Il s’évince de la comparaison entre les sommes offertes et celles dues en fonction des décisions de justice qui ont été rendues qu’un écart, inévitable en pareille matière, existait entre les deux mais pas au point que l’offre de l’assureur soit considérée comme insuffisante, justifiant que la sanction du doublement du taux des intérêts de retard doive être maintenue après ladite offre. Cette sanction s’appliquera donc du 20 novembre 2001 au 8 juillet 2019.
L’assiette de la pénalité instituée par l’article L 211-13 du code des assurances est constituée non pas par l’offre de l’assureur, mais par le montant des indemnités tel que fixé par la cour d’appel, créance de l’organisme social comprise et avant déduction des provisions versées.
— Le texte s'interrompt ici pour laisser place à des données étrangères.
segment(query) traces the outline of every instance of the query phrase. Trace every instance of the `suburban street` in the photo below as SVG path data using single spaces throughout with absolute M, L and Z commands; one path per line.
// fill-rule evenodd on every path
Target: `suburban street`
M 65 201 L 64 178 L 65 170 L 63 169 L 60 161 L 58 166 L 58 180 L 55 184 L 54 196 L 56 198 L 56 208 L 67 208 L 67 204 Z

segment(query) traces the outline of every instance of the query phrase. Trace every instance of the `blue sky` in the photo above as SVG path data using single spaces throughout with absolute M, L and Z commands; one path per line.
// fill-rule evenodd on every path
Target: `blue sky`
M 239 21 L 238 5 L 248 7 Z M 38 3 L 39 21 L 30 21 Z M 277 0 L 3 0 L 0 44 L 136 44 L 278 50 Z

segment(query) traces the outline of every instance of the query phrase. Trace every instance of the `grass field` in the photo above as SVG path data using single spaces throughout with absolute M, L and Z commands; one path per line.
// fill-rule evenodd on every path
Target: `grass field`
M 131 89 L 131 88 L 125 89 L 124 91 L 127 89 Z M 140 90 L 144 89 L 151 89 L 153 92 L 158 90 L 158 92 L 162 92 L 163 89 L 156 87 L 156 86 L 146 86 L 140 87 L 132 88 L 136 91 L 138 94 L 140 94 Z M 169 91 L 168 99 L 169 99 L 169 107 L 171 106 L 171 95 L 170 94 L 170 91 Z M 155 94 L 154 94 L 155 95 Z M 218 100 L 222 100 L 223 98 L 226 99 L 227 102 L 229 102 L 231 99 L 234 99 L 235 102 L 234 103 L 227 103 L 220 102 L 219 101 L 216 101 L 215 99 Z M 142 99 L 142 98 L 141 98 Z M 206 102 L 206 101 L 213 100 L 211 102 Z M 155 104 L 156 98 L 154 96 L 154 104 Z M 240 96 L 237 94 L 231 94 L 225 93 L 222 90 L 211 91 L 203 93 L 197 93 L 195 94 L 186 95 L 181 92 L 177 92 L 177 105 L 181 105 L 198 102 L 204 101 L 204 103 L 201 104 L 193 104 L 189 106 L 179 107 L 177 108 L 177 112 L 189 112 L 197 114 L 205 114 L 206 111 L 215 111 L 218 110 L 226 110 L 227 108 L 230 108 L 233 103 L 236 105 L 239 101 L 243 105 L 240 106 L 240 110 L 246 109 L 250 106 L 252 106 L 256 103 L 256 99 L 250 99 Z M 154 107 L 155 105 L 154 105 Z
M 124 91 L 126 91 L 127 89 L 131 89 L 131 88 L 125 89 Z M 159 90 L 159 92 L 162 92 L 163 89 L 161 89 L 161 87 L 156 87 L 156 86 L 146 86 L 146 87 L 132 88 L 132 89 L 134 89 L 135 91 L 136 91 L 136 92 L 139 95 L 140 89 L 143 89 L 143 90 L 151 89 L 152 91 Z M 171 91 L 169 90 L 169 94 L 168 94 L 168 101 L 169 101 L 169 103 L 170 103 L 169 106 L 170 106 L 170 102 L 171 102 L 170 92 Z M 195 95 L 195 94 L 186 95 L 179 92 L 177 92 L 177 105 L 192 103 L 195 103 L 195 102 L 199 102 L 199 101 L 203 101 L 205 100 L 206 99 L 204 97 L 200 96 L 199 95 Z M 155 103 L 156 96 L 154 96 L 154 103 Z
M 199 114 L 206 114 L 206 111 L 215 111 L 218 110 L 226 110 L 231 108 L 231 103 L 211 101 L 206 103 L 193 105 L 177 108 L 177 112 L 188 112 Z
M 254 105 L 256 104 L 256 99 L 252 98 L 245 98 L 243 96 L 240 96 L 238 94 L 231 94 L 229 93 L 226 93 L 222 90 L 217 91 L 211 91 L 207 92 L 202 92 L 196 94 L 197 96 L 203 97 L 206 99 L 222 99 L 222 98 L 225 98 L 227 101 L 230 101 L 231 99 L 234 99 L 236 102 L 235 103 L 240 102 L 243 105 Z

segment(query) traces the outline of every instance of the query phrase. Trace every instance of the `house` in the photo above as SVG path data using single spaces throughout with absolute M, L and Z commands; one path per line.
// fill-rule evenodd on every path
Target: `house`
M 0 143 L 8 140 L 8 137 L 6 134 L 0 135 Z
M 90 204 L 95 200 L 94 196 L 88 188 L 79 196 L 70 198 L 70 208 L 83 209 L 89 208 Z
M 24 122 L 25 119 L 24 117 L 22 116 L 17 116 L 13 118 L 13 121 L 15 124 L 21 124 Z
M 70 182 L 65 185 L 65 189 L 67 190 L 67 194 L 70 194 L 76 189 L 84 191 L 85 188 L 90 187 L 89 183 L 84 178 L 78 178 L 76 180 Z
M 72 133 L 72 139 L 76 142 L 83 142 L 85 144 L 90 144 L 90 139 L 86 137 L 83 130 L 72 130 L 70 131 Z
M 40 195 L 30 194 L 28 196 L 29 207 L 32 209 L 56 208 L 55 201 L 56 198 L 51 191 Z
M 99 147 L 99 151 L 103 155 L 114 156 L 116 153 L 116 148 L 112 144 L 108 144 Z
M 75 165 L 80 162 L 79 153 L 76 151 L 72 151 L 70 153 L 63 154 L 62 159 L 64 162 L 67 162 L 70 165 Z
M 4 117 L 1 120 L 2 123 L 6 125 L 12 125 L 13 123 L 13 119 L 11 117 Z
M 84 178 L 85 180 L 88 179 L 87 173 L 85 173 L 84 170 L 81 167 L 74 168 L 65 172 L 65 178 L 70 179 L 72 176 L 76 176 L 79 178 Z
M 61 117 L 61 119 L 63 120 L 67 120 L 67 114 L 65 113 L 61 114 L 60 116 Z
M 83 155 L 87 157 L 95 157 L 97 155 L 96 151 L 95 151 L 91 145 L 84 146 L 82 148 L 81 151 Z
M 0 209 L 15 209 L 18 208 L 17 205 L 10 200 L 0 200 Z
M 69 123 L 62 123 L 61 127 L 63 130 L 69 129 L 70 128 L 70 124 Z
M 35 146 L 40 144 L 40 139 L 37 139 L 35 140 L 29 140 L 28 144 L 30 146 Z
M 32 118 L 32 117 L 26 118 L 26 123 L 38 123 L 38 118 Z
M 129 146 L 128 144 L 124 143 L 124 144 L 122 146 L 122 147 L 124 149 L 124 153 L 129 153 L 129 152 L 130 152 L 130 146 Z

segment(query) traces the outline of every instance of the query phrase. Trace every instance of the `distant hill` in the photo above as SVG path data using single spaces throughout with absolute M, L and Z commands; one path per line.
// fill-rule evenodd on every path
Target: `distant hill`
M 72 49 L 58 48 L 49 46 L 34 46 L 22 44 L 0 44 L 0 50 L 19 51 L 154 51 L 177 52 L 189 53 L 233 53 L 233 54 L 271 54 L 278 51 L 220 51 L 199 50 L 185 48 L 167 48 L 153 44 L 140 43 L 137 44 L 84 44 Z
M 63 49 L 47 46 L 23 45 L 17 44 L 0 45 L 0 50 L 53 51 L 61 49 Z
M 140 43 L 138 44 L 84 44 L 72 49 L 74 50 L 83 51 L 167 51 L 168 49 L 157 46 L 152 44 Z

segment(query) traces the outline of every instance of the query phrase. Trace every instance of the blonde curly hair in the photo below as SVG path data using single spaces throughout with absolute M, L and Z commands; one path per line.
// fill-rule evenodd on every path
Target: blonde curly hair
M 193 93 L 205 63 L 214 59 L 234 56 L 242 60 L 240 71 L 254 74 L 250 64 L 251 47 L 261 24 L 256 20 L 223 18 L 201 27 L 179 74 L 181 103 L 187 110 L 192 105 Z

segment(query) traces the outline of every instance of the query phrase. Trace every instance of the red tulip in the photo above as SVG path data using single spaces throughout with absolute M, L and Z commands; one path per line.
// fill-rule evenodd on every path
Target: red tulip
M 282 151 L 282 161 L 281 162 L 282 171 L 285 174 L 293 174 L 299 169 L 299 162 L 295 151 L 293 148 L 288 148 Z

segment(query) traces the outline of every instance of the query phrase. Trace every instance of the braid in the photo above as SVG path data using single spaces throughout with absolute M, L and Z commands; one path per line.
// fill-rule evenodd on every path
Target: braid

Ladite assiette est donc de 2 870 182,34 euros + 202 383,99 euros (créance de la CPAM) soit 3 072 566,33 euros.
En effet cette sanction, applicable sans distinction, en cas de non-respect par l’assureur du délai précité, a pour assiette la totalité de l’indemnité allouée à la victime à titre de dommages-intérêts.
La société AXA France IARD sera donc condamnée, par infirmation du jugement, au paiement des intérêts au double du taux légal sur cette somme, sur la période allant du 20 novembre 2001 au 8 juillet 2019, et ce en deniers ou quittance compte tenu du versement effectué par la société AXA France IARD le 17 juillet 2023 (1 775 470,43 euros).
Mme [T] réclame la capitalisation desdits intérêts et la société AXA France IARD s’oppose à cette mesure. Le jugement du 1er juillet 2021 a ordonné la capitalisation des intérêts et a été confirmé de ce chef par un arrêt de la cour d’appel qui n’a pas été cassé sur ce point. Cette mesure concernant les intérêts est donc à ce jour définitive et ne peut plus être remise en cause par les parties, dont les contestations seront jugées irrecevables.
La société AXA France IARD, qui succombe, sera condamnée au paiement de la somme de 3 000 euros en application de l’article 700 du code de procédure civile, ainsi qu’aux dépens d’appel.
PAR CES MOTIFS
La cour, statuant par arrêt réputé contradictoire, mis à disposition ,
DECLARE irrecevables les demandes des parties au sujet de la capitalisation des intérêts ;
INFIRME le jugement en date du 1er juillet 2021 en ce qu’il a condamné la société AXA France IARD à payer à Mme [L] [T] les intérêts au double du taux de l’intérêt légal sur le montant de l’indemnité allouée, avant imputation de la créance des tiers payeurs et déduction des provisions versées, à compter du 15 octobre 2013 et jusqu’au 8 juillet 2019 ;
Et statuant à nouveau :
CONDAMNE la société AXA France IARD à payer à Mme [L] [T], en deniers ou quitttance, les intérêts au double du taux légal sur la somme de 3 072 566,33 euros, sur la période allant du 20 novembre 2001 au 8 juillet 2019 ;
CONDAMNE la société AXA France IARD à payer à Mme [L] [T] la somme de 3 000 euros en application de l’article 700 du code de procédure civile ;
CONDAMNE la société AXA France IARD aux dépens d’appel, qui seront recouvrés par Maître Dumeau conformément à l’article 699 du code de procédure civile.
— prononcé publiquement par mise à disposition de l’arrêt au greffe de la cour, les parties en ayant été préalablement avisées dans les conditions prévues au deuxième alinéa de l’article 450 du code de procédure civile.
— signé par Monsieur Raphaël TRARIEUX, Président et par Madame FOULON, Greffière , auquel la minute de la décision a été remise par le magistrat signataire.